この御言葉(みことば)は、多くの人にとって馴染(なじ)み深い御言葉の一つではないかと思います。私たちの人生には喜びの時もあれば、苦しみの時もあります。そして人生の喜びや苦しみを共有できる人がいるなら、喜びは何倍にも膨(ふく)らみますし、苦しみや痛みは和らげることができます。また、このことは、人生のあらゆる場面に当てはめることが出来ると思いますが、特に宣教の働きにおいて非常に大切なことではないかと思います。なぜなら宣教の働きには多くの労苦が伴い、霊的な戦いがそ こにあるからです。

ルカによる福音書10章には、主イエスが72人の弟子たちを「神の国」を宣(の)べ伝えるために遣わした様子が描かれています。主は、彼らを二人ひと組にして遣わしました。なぜ、そうされたのでしょうか。それは、続いて主が「さあ、行きなさい。わたしがあなたがたをつかわすのは、小羊をおおかみの中に送るようなものである。」と言われているように、そこには霊的な戦いがあり、彼らが労苦することが分かっていたからでした。もちろん、この後、彼らは多くの収穫を得て喜んで帰ってくるわけですが、しかし、もし彼らが一人ずつ遣わされて行ったとしたらどうだったでしょうか。ひょっとしたら、挫折(ざせつ)し疲れきって帰って来たかも知れません。しかし、彼らは一人ではなく、二人ひと組のチームで宣教の働きをしました。この事は、先の御言葉のごとく良い結果を得る大きな力になったのではないでしょうか。
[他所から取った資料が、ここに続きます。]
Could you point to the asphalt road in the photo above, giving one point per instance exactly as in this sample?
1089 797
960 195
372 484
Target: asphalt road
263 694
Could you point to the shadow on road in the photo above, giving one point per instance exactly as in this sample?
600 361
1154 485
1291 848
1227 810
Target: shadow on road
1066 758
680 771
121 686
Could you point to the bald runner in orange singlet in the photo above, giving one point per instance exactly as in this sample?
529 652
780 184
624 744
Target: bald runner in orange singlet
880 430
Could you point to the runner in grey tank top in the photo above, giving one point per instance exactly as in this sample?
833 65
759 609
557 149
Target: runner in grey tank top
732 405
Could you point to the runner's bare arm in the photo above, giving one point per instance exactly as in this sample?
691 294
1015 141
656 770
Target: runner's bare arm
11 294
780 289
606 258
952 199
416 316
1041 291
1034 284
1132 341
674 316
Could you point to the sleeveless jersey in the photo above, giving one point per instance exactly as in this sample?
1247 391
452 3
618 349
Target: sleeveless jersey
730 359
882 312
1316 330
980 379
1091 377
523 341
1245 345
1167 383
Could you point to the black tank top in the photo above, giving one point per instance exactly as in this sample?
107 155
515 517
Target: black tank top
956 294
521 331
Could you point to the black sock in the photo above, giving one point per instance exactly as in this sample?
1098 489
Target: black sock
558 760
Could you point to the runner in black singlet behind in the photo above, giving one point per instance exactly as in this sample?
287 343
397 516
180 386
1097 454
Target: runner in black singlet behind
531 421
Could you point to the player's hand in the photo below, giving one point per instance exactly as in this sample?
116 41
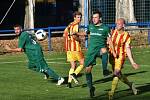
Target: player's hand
135 66
7 48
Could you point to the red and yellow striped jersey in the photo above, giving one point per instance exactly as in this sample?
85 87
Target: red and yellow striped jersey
70 43
120 40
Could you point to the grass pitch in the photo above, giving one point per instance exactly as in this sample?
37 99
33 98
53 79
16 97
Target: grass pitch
19 83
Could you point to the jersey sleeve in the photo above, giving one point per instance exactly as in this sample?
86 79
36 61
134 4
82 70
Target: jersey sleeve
22 40
127 40
108 32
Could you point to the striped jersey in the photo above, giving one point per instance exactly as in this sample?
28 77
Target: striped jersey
70 43
120 40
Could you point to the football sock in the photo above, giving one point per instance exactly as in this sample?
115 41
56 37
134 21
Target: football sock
124 79
89 80
71 71
104 60
114 84
79 68
51 73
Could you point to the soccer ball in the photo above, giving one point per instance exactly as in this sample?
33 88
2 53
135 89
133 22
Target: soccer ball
41 34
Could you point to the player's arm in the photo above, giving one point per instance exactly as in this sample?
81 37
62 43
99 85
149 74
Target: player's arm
80 33
13 49
109 41
130 57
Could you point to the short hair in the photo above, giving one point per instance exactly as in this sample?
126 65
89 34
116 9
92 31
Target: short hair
77 13
97 12
122 20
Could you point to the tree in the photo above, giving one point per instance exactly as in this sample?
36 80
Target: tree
125 9
29 14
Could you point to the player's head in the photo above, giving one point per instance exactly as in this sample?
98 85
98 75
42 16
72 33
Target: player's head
120 23
97 17
77 16
18 29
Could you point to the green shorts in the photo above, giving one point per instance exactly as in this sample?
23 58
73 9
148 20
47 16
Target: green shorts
91 56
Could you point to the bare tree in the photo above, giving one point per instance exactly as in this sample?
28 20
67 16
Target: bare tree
125 9
29 14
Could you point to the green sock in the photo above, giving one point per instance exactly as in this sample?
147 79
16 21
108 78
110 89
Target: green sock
124 79
89 80
104 60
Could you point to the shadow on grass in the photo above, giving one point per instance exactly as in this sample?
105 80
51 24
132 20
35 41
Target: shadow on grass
110 78
66 79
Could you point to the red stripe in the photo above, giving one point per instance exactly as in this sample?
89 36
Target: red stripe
115 36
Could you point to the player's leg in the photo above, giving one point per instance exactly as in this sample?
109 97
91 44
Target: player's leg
89 62
116 74
104 56
48 71
80 58
71 71
89 81
124 79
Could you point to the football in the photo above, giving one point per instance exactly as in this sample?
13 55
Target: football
40 34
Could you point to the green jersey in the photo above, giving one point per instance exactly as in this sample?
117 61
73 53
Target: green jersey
30 46
98 35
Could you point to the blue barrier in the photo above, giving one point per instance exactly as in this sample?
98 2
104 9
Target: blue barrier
50 29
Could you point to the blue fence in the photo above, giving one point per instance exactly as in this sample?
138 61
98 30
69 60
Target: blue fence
51 29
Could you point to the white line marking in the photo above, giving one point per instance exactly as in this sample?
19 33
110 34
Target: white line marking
51 62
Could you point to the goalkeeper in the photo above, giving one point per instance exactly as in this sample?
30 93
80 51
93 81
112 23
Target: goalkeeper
33 50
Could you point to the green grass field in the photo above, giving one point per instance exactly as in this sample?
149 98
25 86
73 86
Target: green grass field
19 83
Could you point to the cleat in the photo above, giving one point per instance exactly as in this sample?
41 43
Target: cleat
46 77
74 77
69 85
110 95
60 81
107 73
92 90
134 90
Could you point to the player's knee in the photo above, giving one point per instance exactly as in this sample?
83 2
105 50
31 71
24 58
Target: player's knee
88 70
117 73
103 51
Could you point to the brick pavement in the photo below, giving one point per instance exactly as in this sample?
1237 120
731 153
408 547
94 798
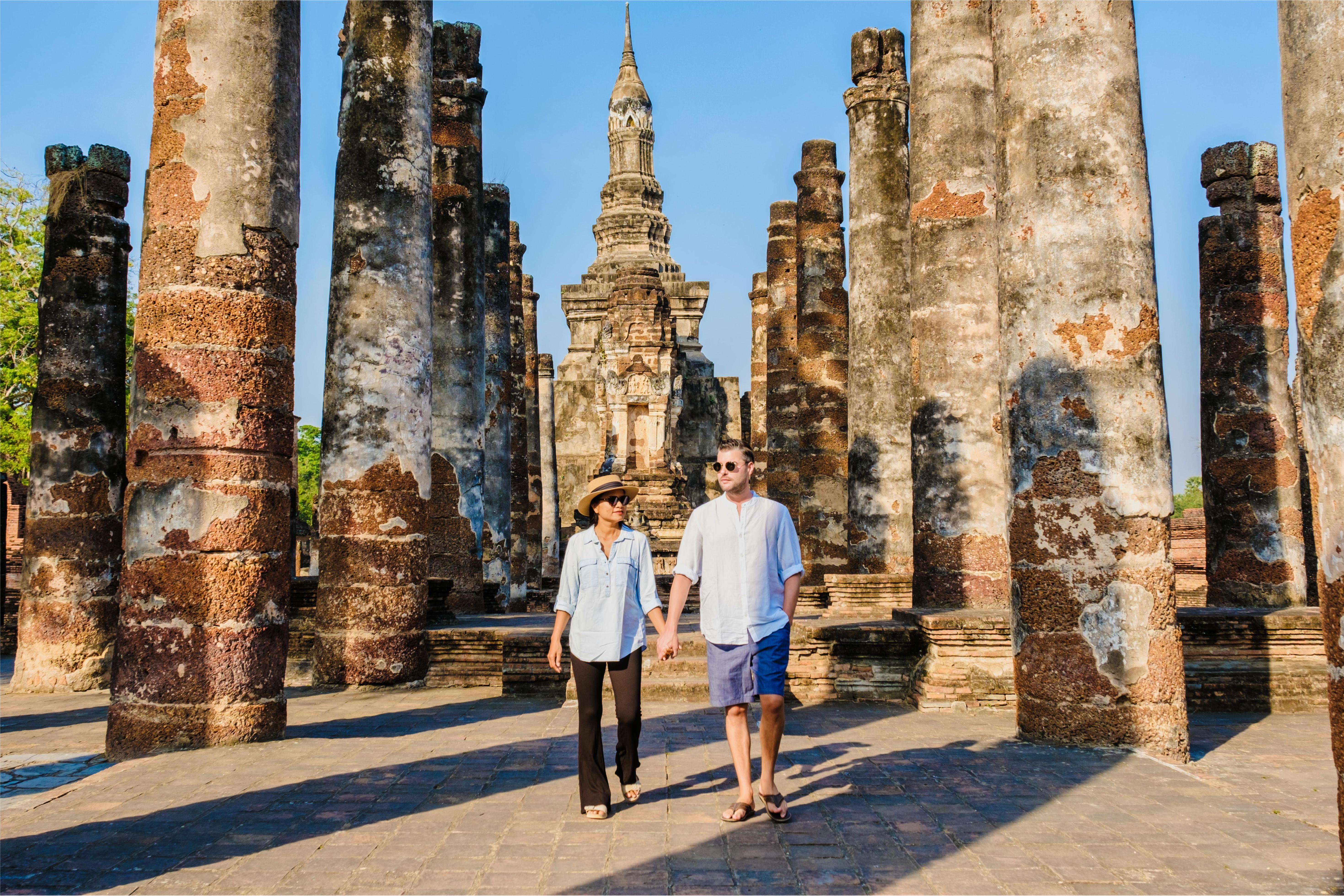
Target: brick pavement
458 790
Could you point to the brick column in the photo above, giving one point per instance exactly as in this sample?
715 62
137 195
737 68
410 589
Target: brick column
499 398
781 348
1311 40
960 468
881 535
757 431
205 578
77 465
534 439
1253 508
823 369
1099 651
458 391
518 433
550 476
373 578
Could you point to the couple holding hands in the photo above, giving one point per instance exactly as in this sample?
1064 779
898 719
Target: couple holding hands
744 551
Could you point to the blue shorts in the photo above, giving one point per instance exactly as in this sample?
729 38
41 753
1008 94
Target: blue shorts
743 672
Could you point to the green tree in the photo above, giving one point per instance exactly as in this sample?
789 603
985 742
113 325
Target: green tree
310 469
23 210
1191 497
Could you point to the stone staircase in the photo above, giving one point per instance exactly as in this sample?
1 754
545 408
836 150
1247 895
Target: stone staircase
686 678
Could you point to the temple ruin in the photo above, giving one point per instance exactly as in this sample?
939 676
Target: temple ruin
972 437
635 394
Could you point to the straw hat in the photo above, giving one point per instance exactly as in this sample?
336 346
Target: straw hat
604 486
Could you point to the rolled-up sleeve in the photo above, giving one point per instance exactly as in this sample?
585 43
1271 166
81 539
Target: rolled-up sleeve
787 550
569 594
690 557
650 600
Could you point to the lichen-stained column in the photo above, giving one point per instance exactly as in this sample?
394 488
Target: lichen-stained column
823 366
881 535
1311 42
534 437
760 297
1253 508
459 370
499 398
550 476
1099 655
77 465
518 432
373 581
960 468
781 348
205 577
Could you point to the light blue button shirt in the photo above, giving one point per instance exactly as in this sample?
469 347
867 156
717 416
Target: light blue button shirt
608 597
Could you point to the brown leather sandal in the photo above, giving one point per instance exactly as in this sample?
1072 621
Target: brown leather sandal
748 812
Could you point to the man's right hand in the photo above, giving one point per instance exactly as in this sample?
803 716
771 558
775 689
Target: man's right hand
668 644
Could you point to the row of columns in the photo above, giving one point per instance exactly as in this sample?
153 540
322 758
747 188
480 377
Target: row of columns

私たちの教会では、3年前から伝道と育成を目的としたセル・グループの働きを始めました。まだ遅々とした歩みですが、昨年末からセル・グループの働きを信徒リーダーに委(ゆだ)ねて奉仕をして頂いています。彼らは一人ではなく、三人ひと組のチームとしてセルの働きをしています。その様子を見ていますと、魂をどのように導くか、メンバーの兄姉のケアをどのようにするか等、チームとしてよく話し合い、祈り合い、励まし合っておられます。頼もしい限りです。そして、彼らの働きを通して良い実が実って来ているのです。

牧師も信徒も魂が救われることを願っていることは同じです。私たちは、魂が救われるためにチームとして共に働いていきましょう。また、全国の諸教会の中には開拓期の教会も多数あります。一人で労苦されている先生方や信徒の方々もおられます。そのような方々のためにも祈り、励まし、共に働いていこうではありませんか。私たちは、皆、主を宣べ伝えるために召された者たちです。宣教のために共に働いていきましょう。